As we have in the past, instead of simply rehashing the rarest birds of 2016, I tried to mix things up a bit. Sure, rarity plays a role both in absolute terms and in unexpectedness, but we also tried to incorporate factors like the magnitude of excitement among birders of the ABA Area.
Of course, this list is subjective, and being my own personal opinion I encourage you to hash it out in the comments section if you think I’m right on or wildly off base. It’s these kind of discussions among birding friends that make our community so special.
So without further ado….
10. Zenaida Dove – Florida
This little Caribbean dove has turned up in the ABA Area only a few times in the last few years, but the species’s retiring nature and the fact that it used to be a regularly breeding species in the Florida Keys in the 1800s have always made it a little mysterious. In 2016, a Zenaida Dove showed up at Long Key State Park in February, found by Alan Moss, and stuck around for 2 months, allowing many many birders who had missed this often difficult species to finally cross paths with it.
Photo: Christian Hagenlocher
9. Pine Flycatcher – Arizona
It feels a little weird putting a potential 1st ABA Area record so low in the rankings, but Pine Flycatcher in southeastern Arizona was considered by many to be as close to a sure thing as a potential 1st could be. It was only a matter of time, effort, and the right birder with an eye towards weird Empidonax flycatchers, and those three criteria came together in the form of Dave Stejskal, who photographed a weird Empid in the Santa Rita Mountains. Like the Zenaida Dove, this bird put on a show for most birders who made the effort of trekking into the difficult to access canyon, sticking around into July and even building a nest, though it never found a mate to share it with.
Photo: Laurens Halsey
8. Pine Bunting – Alaska
Most of the birding on the Bering Sea outposts in western Alaska takes place in the warmer (relatively speaking) months. By October, most birders have moved off the islands as the encroaching cold and dark moves in. But it helps to have someone there who can recognize birds, as evidenced this past November with Clarence Irrigoo photographed the ABA Area’s 4th record of Pine Bunting at Gambell. Most remarkably, the bird stayed for a few weeks (noticing a theme here?) so that the ABA Area Big Year birders, and others, could make the treacherous journey to St. Lawrence Island to see it.
Photo: Clarence Irrigoo
7. Eurasian Sparrowhawk – Alaska
The story of Eurasian Sparrowhawk in the ABA Area is one of missed chances. Poor photos, no photos, shadowy reports of poorly seen Accipiters on the Aleutians where any Accipiter is unlikely. We finally got confirmation this year when Frank and Barb Haas discovered and photographed a strange hawk on Adak, in the western Aleutians, which was identified as the ABA Area’s 1st Eurasian Sparrowhawk. And in classic sparrowhawk fashion, it was never found again despite serious efforts to relocate it.

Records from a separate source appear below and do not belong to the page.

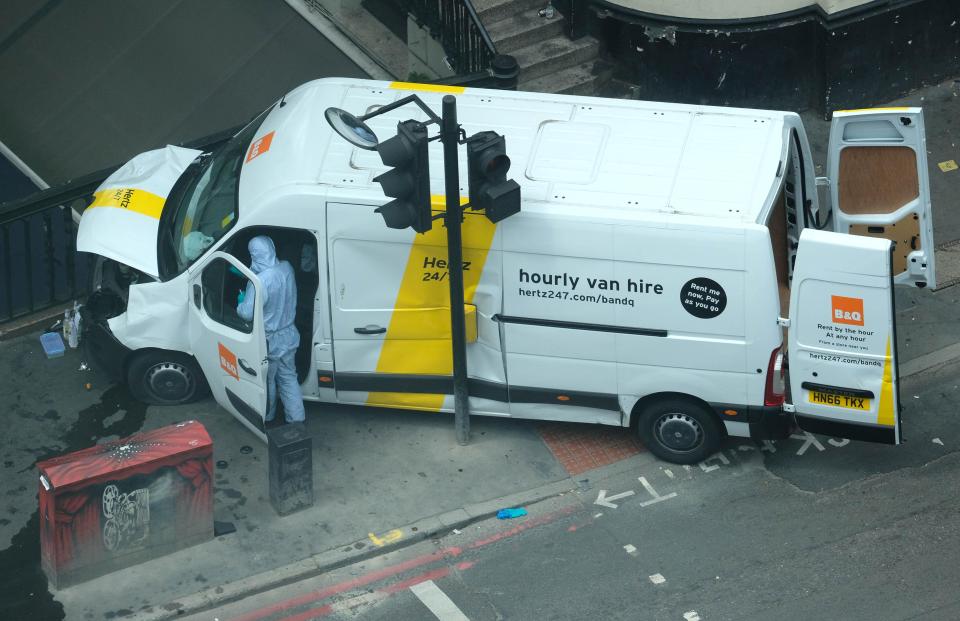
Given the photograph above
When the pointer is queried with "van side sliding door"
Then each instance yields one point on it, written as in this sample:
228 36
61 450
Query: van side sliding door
880 187
842 338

6. Ancient Murrelet – Maine/New Brunswick
True, Ancient Murrelet is not an unusual bird in the ABA Area. The little auk breeds throughout the northwest of North America south to British Columbia. And it’s not unknown to wander inland, as well, as records from a few states and provinces around the Great Lakes would attest. The discovery of one in the Atlantic, however, was very strange. It was initially found by researcher Keenan Yakola around Seal Island in Maine in mid-May, where it lingered among nesting Atlantic Puffins before crossing over into New Brunswick waters in June, representing a 1st record for both. It is suspected that the bird crossed over the top of the continent, as climate change affects arctic sea ice and provides easier passage between oceans. And its story may not end there, an Ancient Murrelet reported just last month in Virginia, among a large passage of Razorbills and Dovekies, might well be this bird moving south with the closest things to Ancient Murrelets it can find.
Photo: Keenen Yakola
5. Cuban Vireo – Florida
The jump from Cuba to south Florida can be a tough one for a short-winged, brush-loving songbird, but 2016 was the year that saw Cuban Vireo, one of the more common Cuban endemic species, finally push its way onto our shores. Mark Hedden’s discovery and subsequent fast action saw this one relocated by several birders during its brief stay at Key West, with one notable exception.
Photo: Mark Hedden
4. Great Knot – Maine
I tried to spread the action around to different places in the ABA Area, but it was hard to keep from acknowledging a single birder twice. Not much more than a couple months after his discovery of the Ancient Murrelet, researcher Keenan Yakola turned up another stunner. A Great Knot, known in the ABA Area mostly from western Alaska, on Seal Island NWR was found in July. This represented only the 2nd record of this species in eastern North America, the previous one being an individual in West Virginia, easily one of the strangest single records in ABA Area history.
Photo: Keenan Yakola
3. Amethyst-throated Hummingbird – Quebec
In terms of unexpectedness, Amethyst-throated Hummingbird is perhaps not on the top. The mostly Middle American species comes quite close to the ABA Area in northern Mexico, and one could conceivably expect to end up on the north side of the river at some point. That the river would be the St. Lawrence River, and the place would be Quebec, was a bit more unexpected. But when Annie Lavoie noted the big, unusual hummingbird at her feeder last August she quickly sprang into action, getting excellent photos of a bird that only stayed around one additional day, and was easily one of the highlights of 2016. When another Amethyst-throated Hummingbird was noted on a hummingbird live-cam in west Texas a few weeks later, it made much less of a stir.
Photo: Annie Lavoie
2. Corncrake – Pennsylvania
Pennsylvania may have one of the most bizarre lists of birds of any state or province in the ABA Area. The Black-backed Oriole in the eastern part of the state is getting a lot of attention now, but Pennsylvania has a history of weird birds. The state also boasts Bahama Woodstar, Spotted Rail, and at the very beginning of last year, a Corncrake, taken from the jaws of a cat. Once a semi-regular vagrant to North America, the highly-migratory Eurasian rail has seen significant declines in Europe in recent years, and that, along with the fact that rails can be exceptionally difficult to find even in places where they occur in numbers, suggested that Corncrake records in North America were likely to dry up. But that was not to be, at least with this one. The injured bird was taken to a rehabilitation facility where it was photographed but eventually succumbed to the wounds . Photos were available online for a time, but have since been deleted.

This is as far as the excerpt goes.